Amid the political maneuverings of NAFTA's proponents and detractors on both sides of the border, an important question remains unanswered regarding what NAFTA signatories will do about a controversial environmental report presently under their consideration. The report details an investigation into Canada's continuing failure to stop toxic PCBs from flowing into the St. Lawrence River from the Technoparc landfill in Montreal.
Can Mexico, the United States -- and even Canada -- be counted on to make the report public or will they side with some Canadian officials who prefer these matters remain secret? Their response will test the fundamentals of environmental protections in North America, provisions at the very center of President Clinton's decision in 1993 to sign NAFTA and the reason he called the agreement "a force for social progress."
Canada, Mexico and the United States commissioned the fact-finding report in response to an environmental complaint brought to the Commission for Environmental Cooperation (CEC), the formal oversight body created under a side agreement to NAFTA to monitor environmental enforcement in North America. The Montreal-based CEC has no formal enforcement authority; its primary role is "bringing the facts to light" to shame offending nations into environmental improvement. This light shines brightest when the CEC prepares a "factual record" -- a lengthy investigative report addressing citizen allegations of failure in environmental enforcement.

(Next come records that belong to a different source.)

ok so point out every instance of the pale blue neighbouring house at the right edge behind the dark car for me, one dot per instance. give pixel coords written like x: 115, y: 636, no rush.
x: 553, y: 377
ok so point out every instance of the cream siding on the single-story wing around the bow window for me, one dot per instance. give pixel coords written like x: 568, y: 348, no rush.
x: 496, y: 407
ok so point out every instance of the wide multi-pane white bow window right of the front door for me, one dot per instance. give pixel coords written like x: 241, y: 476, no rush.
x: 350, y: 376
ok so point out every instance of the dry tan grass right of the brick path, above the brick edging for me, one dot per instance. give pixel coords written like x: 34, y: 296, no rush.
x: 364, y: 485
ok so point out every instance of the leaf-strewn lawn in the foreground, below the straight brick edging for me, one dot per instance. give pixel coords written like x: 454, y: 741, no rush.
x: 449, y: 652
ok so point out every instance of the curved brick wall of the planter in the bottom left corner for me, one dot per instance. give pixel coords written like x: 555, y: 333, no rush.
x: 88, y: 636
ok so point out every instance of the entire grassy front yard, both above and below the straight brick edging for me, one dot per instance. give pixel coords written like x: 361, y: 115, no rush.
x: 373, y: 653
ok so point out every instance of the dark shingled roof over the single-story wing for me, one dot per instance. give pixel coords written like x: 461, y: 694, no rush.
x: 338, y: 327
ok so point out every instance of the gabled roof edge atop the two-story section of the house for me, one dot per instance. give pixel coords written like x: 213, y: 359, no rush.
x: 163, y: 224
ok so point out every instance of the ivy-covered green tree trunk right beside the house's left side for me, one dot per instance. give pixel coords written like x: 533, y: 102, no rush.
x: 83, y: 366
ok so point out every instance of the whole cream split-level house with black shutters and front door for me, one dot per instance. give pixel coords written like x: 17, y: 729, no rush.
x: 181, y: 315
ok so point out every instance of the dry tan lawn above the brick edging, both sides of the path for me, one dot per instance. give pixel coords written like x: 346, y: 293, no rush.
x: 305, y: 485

Following a two-year investigation and a refusal by the Canadian government to take legal action into the dangerous toxins discharging into the St. Lawrence River, environmental groups filed their complaint with the CEC in 2003. The complaint included evidence of PCBs discharging into the St. Lawrence River at 8.5 million times the Canadian guideline for protection of fish habitat. In 2004, the CEC agreed to investigate, as this was not just a Canadian problem but also a bi-national problem where Americans and Canadians share these waters with millions of their citizens.
During the investigation the CEC asked and answered uncomfortable questions for the Canadian government. Why is the Canadian government allowing PCBs to continue discharging into the St. Lawrence River? Why is the Canadian government not enforcing its environmental laws? Where is the pollution coming from and who is responsible for controlling it? The report, on a river plagued with PCB contamination and in a country currently pursuing amendments to the environmental laws it is accused of not enforcing, could prove quite explosive.

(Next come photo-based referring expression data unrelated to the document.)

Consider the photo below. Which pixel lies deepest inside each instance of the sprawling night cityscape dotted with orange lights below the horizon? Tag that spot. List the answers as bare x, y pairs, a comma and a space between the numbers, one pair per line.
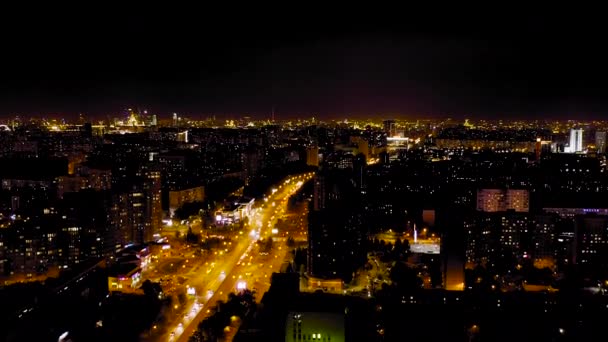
395, 213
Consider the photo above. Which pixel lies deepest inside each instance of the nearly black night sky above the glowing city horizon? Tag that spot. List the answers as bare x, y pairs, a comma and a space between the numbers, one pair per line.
386, 62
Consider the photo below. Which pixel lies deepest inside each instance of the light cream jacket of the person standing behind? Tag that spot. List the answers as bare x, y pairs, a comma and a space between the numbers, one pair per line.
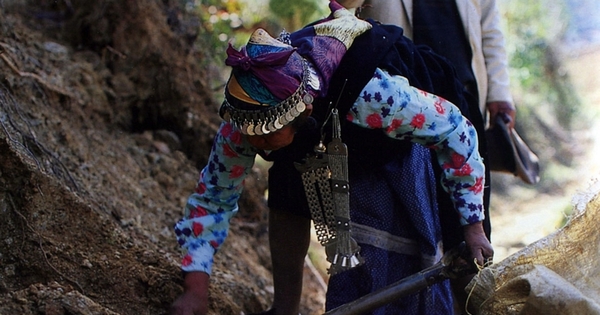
481, 21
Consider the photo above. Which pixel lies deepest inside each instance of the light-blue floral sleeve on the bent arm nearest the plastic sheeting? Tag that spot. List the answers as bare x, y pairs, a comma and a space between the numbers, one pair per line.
401, 111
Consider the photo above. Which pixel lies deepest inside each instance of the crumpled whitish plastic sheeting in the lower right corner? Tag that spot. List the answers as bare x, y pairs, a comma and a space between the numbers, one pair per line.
559, 274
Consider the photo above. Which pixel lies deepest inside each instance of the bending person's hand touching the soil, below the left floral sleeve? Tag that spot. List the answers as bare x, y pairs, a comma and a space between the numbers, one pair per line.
194, 300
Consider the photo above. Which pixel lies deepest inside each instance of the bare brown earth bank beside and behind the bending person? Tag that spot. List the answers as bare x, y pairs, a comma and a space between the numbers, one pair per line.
105, 113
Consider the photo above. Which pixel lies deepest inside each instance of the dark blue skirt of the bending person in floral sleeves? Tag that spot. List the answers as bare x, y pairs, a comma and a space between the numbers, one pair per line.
398, 200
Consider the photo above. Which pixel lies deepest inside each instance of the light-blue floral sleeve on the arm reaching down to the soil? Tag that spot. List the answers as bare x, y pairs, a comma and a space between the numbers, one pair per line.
213, 203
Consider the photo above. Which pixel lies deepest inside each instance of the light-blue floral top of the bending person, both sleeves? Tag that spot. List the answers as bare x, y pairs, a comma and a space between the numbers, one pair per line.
387, 103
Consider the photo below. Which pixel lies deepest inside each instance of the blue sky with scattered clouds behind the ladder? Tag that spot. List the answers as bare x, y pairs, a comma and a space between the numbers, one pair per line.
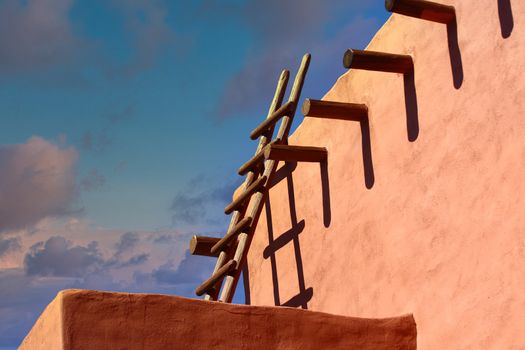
123, 123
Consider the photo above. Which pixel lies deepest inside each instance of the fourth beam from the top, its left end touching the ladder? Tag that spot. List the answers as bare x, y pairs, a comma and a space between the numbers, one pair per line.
295, 153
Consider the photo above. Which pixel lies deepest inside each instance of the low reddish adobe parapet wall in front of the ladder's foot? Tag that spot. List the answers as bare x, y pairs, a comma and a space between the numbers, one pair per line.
80, 319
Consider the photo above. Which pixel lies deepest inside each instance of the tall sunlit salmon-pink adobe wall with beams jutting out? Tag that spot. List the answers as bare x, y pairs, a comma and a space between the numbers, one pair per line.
431, 220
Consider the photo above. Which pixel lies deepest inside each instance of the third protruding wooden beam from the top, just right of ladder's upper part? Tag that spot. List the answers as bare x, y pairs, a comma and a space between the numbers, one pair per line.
334, 110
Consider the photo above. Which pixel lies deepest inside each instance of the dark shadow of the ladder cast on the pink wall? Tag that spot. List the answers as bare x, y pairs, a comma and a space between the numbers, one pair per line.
304, 295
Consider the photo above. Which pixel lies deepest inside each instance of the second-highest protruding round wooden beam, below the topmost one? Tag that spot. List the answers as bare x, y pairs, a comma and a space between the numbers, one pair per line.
378, 61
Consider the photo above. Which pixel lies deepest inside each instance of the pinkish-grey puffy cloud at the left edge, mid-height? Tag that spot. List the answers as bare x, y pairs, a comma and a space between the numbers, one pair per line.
37, 180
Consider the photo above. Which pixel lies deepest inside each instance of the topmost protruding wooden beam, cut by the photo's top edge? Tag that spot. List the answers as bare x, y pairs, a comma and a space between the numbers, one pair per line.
421, 9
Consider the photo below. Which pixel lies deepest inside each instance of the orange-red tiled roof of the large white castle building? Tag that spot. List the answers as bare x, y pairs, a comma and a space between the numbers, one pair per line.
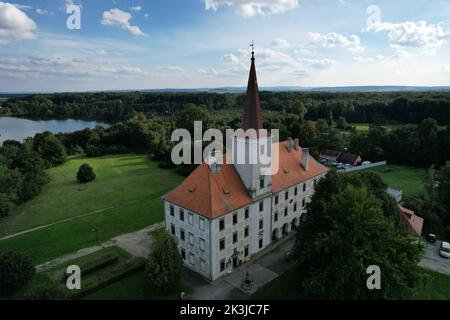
215, 194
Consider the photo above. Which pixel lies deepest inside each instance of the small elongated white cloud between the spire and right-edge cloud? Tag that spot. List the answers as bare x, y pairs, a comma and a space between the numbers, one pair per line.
331, 40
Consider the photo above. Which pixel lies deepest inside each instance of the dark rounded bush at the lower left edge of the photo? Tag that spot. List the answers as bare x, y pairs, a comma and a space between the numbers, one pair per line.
16, 270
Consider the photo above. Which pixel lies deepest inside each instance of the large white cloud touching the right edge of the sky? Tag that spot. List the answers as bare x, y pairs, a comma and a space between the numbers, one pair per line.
413, 35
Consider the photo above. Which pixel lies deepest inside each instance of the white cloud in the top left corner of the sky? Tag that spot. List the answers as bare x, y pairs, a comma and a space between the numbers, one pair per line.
15, 24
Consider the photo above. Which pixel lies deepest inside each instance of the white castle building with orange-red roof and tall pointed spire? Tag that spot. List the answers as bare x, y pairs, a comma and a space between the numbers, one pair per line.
222, 215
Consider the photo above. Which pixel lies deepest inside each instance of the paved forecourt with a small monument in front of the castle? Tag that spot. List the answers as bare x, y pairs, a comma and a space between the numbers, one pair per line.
264, 268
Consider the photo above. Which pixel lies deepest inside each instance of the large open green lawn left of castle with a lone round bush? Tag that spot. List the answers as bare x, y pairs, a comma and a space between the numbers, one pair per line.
125, 197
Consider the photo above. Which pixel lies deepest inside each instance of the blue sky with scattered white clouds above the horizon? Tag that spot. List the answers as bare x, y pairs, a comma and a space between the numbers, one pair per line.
153, 44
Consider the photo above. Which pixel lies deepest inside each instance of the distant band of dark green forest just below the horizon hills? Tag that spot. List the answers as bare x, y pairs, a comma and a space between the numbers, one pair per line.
395, 107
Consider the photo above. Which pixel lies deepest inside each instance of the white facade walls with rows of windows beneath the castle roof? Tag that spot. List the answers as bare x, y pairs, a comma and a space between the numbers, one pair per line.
212, 247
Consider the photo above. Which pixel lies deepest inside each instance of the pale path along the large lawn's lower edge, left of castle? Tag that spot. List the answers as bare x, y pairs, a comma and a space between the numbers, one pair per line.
136, 243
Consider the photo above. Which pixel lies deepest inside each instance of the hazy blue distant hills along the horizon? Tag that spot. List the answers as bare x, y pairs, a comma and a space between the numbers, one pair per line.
279, 89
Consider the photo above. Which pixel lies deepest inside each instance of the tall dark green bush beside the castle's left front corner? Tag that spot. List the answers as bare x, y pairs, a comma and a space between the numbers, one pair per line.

Even as the contamination remains so insidious it is visible from the shore, all indications are that Canadian political forces do not support public release of the CEC report. They may even try to persuade the U.S. and Mexico to suppress it.
We have seen such attempts before by other parties to NAFTA. In January of 2007, environmental groups learned that the U.S. government was working furiously to sidetrack a petition challenging the Bush administration's failure to enforce the U.S. Clean Water Act concerning mercury emissions from coal fired power plants. Officials with the U.S. State Department and the White House Council on Environmental Quality were secretly lobbying Canada and Mexico to vote down the factual record. These backroom efforts to improperly influence CEC voting included attempts to trade "no" votes with the Mexican government which was facing a similar CEC investigation into its environmental failures.
This bullying behavior by the U.S. is being duplicated in Canada. For nearly a year, the Montreal Technoparc factual record sat collecting dust, the Secretariat's office reportedly afraid to sign off on the final investigation after receiving a threatening letter from a Canadian Deputy Minister demanding that CEC factual records reflect positions more in tune with the federal government's views. The intimidation closed with the official saying, "I wish to draw your attention to the point that the integrity of the citizen submission process, and its ultimate success, rests on the confidence it garners not only with submitters, but also with the parties," referring to the three NAFTA governments.
Such browbeating by the Canadian government and the U.S. State Department not only undermines the public participation provisions of the NAFTA side accord, but also calls into question the validity of the CEC's goals. If self-interested government officials can simply trade on political favors to stymie legitimate concerns about environmental enforcement, then the environmental protections contained in free trade pacts like NAFTA have no meaning.
Indeed, should Canada and either the United States or Mexico vote not to release the Technoparc investigative report, it would be an unprecedented disaster for environmental review. The CEC could find itself paralyzed by the very politics that are supposed to be anathema to the process. Instead of fulfilling President Clinton's vision, NAFTA could become just the opposite: a "farce" for social progress.
If NAFTA -- and other trade agreements -- are going to succeed, the submission process must be followed and investigations must see the light of day. In truth, Canadian and other governments must support, not undermine, the submission process -- and allow a beacon to shine bright on environmental injustice.
Steve Fleischli is President of Waterkeeper Alliance, an environmental organization with 177 member programs across 16 countries, including Canada, Mexico and the United States.